Scare them with a high possiblity of an attack on their country.
The more scared they are, the more they will cooperate.
3.Make sure that the opposition is weak, smear the opposition using all available outlets and methods. Lie, manipulate, make up staff. It does not matter.
The opposition is the enemy of the Power, and needs to be destroyed.
Kroenig is being groomed and grooming himself as one of the next generation of neo/zio/cons who will wander in and out of influential think tanks and adms.
It is unfortunate Iraqis have not brought justice to America’s rulers who advocated for and then perpetrated the invasion of Iraq. It is even worse that Americans have not sought justice for president W. Bush and the war pigs in his cabinet. Perhaps if these criminals had been charged with the crimes they are associated with, one would not have to threaten bringing criminal charges against the next generation of war pigs wanting to bomb Iran. Sooner or later these criminals will be held to account for their crimes, and it will most likely be for the next round of unlawfulness they are planning, which should worry Mr. Kroenig.

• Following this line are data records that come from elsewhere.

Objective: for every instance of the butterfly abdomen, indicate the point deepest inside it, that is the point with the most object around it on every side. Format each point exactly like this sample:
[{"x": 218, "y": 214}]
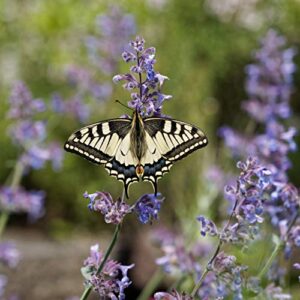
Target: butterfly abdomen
[{"x": 137, "y": 137}]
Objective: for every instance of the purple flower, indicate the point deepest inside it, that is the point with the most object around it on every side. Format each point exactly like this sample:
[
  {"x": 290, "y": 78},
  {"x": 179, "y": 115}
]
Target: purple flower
[
  {"x": 174, "y": 295},
  {"x": 143, "y": 81},
  {"x": 22, "y": 105},
  {"x": 148, "y": 207},
  {"x": 17, "y": 200},
  {"x": 113, "y": 211},
  {"x": 176, "y": 258},
  {"x": 9, "y": 255},
  {"x": 27, "y": 132},
  {"x": 111, "y": 281},
  {"x": 275, "y": 292},
  {"x": 3, "y": 282},
  {"x": 207, "y": 226}
]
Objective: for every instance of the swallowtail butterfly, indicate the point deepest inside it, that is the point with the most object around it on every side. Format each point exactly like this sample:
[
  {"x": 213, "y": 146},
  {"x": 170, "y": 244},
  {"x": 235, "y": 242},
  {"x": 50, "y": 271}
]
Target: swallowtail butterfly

gee, with the daily beast/eli lake offering up neocon war mongering who needs to check out frontpagemag. it’s like a one stop shop for the lobby. first josh block and now this. i am so over voices like Kroenig’s. the only time it serves mentioning them is when you’re dressing them down! kudos to walt. kroenig’s just a younger face on kagan or abrams or one of those generic kristols. they are all the same, a neocon is a neocon is a neocon. war war war. i am sick of it!